With maximum sustained winds of 250 km per hour, the storm slammed into the island as a Category 5 hurricane, the NHC said.

"The winds have swept away the roofs of almost every person I have spoken to or otherwise made contact with," Skerrit said. "The roof to my own official residence was among the first to go and this apparently triggered an avalanche of torn-away roofs in the city and the countryside."

While the intensity of the hurricane may fluctuate over the next day or two, Maria is expected to remain a category 4 or 5 storm on the Saffir-Simpson scale, the Miami-based NHC said.

If Maria retains its strength, it would be the most powerful hurricane to hit Puerto Rico in 85 years, since a Category 4 storm swept the US island territory in 1932, Hurricane Center spokesman Dennis Feltgen said. The last major hurricane to strike Puerto Rico directly was Georges, which made landfall there as a Category 3 storm in 1998, he said.

The governor of Puerto Rico, Ricardo Rossello, urged island residents on Twitter to brace for the storm's arrival, saying, "It is time to seek refuge with a family member, friend or head to a state shelter."

Puerto Rico narrowly avoided a direct hit two weeks ago from Hurricane Irma, which reached a rare Category 5 status and ranked as the most powerful Atlantic storm on record before devastating several smaller islands, including the U.S. Virgin Islands of St.

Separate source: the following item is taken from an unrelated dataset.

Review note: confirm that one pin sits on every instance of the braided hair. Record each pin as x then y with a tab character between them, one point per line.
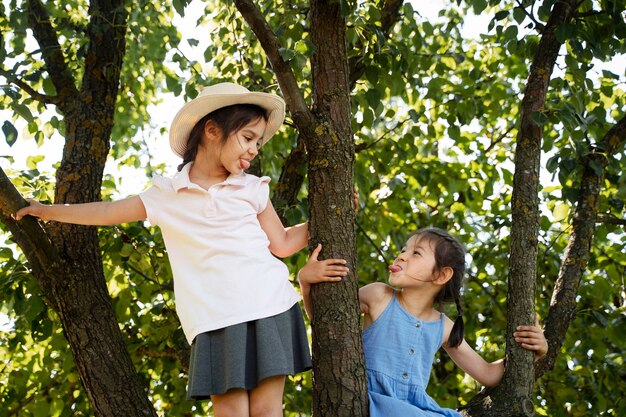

Thomas and St. John.

US Virgin Islands Governor Kenneth Mapp said Maria was due to pass within 10 miles of the island of St. Croix, which escaped the brunt of Irma's clout on September 6. The island is home to about 55,000 year-round residents, roughly half of the entire territory's population.

Mapp warned that hurricane-force winds were expected to howl across St. Croix for eight hours, accompanied by up to 46 cm of rain that would be followed by nearly a week of additional showers.

At an evening news conference, he predicted most islanders would be without electricity for weeks, and that "some folks will not get power in months". A curfew will be imposed starting at 10am local time on Tuesday, he said.

Mapp asked the public for prayers and urged St Croix residents take cover in one of three emergency shelters on the island. For those choosing to stay in their homes during the storm, he said, they might consider climbing into a second-floor bathtub and pulling a mattress over them to stay safe in the event they lose their roofs.

Maria was expected to whip up storm surges - seawater driven ashore by wind - of up to 2.7m above normal tide levels, the NHC said. Parts of Puerto Rico could see up to 64cm of rain, it said.

Puerto Rico, an island of about 3.4 million inhabitants, opened shelters and began to dismantle construction cranes that could be vulnerable to Maria's high winds as residents rushed to buy plywood, water and other supplies.

Maria marks the 13th named Atlantic storm of the year, the seventh hurricane so far this season and the fourth major hurricane - defined as Category 3 or higher - following Harvey, Irma and Jose, the NHC said. Those numbers are all above average for a typical season, which is only about half over for 2017.